Her adım müşterinin acı noktasından başlıyor.
Önce acıyı bulmak, sonra ona değer yaratmak ve en sonunda da o değeri ticari potansiyeli maksimize etmek: Bu bir süreç değil, bir disiplin. Onlara göre bu yolculuk asla bitmez. Çünkü insanların acıları bitmeyeceği için iş fırsatları da bitmeyecek.
- Veri varoluşumuzdur!
“Veriyi yönetemiyorsak geleceğimiz yok.” Sunuşlarda sık sık duyduğumuz net bir cümleydi.
Yapay zekâyı, geleceğin ürünü olarak değil; veriyi daha iyi etiketlemek, kategorize etmek ve anlamlandırmak için bir araç olarak konumlandırıyorlar.
- Sıçramanın tek yolu öncü teknoloji!
Batı’yı yakalamanın lineer büyüme ile mümkün olmayacağını çok iyi biliyorlar.
Bu nedenle tüm şirketler, öncü teknolojileri daha erken benimseyerek eksponensiyel sıçrama ile fark yaratma peşinde. Onlar için
- İnternet artık yalnızca bir altyapı
- Yapay zekâ, sürekli geliştirilen bir “ana kas.
- Ürünlerinin kalbi tavsiye motoru!
Tüm şirketlerde başarı kriteri aynı: Kime neyi ne kadar iyi tavsiye ediyoruz.

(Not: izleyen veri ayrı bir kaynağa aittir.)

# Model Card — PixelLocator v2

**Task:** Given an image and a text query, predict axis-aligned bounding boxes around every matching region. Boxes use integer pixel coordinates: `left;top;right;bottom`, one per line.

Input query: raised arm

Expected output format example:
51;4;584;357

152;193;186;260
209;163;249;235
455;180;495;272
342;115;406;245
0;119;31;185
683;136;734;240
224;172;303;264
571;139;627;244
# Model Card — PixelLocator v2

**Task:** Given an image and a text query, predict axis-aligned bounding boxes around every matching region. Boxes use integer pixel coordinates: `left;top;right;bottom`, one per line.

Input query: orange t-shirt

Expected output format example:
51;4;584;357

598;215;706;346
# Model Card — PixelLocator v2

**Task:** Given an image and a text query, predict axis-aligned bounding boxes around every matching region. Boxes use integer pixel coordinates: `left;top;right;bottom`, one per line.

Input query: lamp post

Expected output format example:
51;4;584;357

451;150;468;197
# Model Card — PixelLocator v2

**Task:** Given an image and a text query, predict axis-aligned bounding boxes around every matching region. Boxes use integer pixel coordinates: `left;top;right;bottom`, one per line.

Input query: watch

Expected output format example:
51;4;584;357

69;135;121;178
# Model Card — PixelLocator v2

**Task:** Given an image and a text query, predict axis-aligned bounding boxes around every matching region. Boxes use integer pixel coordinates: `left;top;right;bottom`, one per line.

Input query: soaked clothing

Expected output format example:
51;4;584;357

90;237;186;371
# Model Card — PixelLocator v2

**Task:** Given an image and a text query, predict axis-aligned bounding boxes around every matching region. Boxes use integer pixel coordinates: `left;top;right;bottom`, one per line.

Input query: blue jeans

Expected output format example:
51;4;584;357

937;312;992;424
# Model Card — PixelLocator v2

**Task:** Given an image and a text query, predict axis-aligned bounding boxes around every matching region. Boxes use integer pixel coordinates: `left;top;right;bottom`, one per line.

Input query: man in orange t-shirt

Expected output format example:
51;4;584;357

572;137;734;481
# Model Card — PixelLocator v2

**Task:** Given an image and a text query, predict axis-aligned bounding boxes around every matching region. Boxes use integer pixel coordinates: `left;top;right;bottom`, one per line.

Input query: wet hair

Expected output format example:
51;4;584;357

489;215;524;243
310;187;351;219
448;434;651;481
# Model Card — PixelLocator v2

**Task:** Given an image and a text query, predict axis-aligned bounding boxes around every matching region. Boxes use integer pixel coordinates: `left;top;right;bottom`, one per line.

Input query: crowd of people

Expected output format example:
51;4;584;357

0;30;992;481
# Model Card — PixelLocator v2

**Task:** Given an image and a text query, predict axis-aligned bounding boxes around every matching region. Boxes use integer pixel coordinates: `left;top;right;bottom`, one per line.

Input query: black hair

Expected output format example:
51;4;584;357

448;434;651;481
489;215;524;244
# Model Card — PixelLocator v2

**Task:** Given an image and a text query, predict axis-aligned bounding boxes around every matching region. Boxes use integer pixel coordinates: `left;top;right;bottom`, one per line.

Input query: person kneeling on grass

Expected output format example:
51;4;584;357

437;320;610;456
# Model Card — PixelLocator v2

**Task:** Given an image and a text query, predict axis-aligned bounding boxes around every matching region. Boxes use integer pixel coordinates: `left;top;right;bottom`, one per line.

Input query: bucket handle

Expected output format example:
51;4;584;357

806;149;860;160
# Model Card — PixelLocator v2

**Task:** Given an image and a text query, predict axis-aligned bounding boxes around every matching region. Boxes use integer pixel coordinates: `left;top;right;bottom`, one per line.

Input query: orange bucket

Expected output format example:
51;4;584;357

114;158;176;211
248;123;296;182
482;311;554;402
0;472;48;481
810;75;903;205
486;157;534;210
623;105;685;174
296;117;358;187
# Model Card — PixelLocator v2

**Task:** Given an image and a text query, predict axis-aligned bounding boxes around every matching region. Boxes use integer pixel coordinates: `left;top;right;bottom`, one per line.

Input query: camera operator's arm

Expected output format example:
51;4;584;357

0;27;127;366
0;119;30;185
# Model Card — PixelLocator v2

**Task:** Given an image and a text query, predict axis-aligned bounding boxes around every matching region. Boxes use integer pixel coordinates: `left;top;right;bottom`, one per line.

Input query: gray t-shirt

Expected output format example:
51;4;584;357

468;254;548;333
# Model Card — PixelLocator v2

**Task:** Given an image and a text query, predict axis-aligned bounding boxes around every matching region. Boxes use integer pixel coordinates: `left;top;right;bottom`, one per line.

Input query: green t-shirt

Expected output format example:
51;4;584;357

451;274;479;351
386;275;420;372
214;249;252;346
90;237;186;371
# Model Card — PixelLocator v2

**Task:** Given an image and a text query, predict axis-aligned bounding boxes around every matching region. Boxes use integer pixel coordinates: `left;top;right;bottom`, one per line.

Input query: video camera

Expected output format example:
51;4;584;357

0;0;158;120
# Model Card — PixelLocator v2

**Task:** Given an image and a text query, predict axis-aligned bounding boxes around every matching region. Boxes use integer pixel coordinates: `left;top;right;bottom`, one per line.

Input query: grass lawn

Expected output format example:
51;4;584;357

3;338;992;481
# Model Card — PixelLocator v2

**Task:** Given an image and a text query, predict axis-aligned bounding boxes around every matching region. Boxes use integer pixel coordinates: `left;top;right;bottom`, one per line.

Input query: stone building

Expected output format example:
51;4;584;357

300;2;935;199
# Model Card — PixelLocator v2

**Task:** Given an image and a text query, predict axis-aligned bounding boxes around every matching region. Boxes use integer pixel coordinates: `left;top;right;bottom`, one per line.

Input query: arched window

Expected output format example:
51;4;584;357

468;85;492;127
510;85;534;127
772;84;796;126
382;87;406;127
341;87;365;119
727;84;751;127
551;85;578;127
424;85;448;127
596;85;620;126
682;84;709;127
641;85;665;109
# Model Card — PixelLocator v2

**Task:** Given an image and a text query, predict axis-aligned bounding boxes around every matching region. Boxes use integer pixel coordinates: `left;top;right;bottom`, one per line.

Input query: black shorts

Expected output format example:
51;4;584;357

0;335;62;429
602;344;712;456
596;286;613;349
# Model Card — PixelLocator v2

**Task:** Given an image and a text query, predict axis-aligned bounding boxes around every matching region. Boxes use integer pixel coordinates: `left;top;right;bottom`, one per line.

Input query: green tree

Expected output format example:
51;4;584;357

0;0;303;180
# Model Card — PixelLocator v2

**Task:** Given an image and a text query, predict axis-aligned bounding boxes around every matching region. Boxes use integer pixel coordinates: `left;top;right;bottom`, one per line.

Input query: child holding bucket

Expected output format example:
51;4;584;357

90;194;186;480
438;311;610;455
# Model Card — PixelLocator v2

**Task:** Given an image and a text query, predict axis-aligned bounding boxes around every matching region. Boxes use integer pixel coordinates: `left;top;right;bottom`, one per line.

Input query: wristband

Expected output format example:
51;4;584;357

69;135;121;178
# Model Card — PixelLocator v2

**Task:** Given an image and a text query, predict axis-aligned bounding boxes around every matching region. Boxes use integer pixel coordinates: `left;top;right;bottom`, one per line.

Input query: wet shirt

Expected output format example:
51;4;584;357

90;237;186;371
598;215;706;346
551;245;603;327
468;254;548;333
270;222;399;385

Finansal hizmetler, e-ticaret ya da sosyal medya; pek çok alanda işin merkezinde çok iyi çalışan bir “tavsiye motoru” yer alıyor. En iyi yapmak istedikleri öldürücü özellik Tavsiye! Yukarıda da bahsettiğim diğer başarı adımlarının dahi temel amacı bu özelliği geliştirmek.
- Mikro kolektif zihinlere odaklan!
Büyümenin ana taktiği artık büyük kitlelere ulaşmak değil, esas amaç benzer ilgi alanlarına sahip mikro toplulukları keşfetmek.
Bu küçük toplulukların ortak zihni yapısını anlamak, nasıl davrandıklarını çözmek ve onları doğru yönde harekete geçirebilmek, büyümelerinin temel formülü haline gelmiş.
- Platformlaş ve ekosistem yönet
Çalışan sayısı ve ofisler gibi fiziksel kaynakların küçülmesi kaçınılmaz. Bu nedenle şirketler finansal olarak büyümek için kendilerine farklı bir yol çizmiş; platform şirketine dönüşerek çevrelerinde diğer şirketlerden, yeni girişimlerden ve uzmanlardan oluşan bir ekosistem kurmak. Bulundukları toprakların ve toplumun potansiyeli kadar büyüyebileceklerini çok iyi biliyorlar.
Son söz;
İhtiyaçlar hiç bitmeyecek, teknoloji sürekli yeni imkânlar sunacak ve bu nedenle yeniliğin sonu olmayacak.
Bu yüzden durmadan doğru soruları sormak ve her zaman daha iyisini aramak: onlara göre sürdürülebilir başarının tek yolu.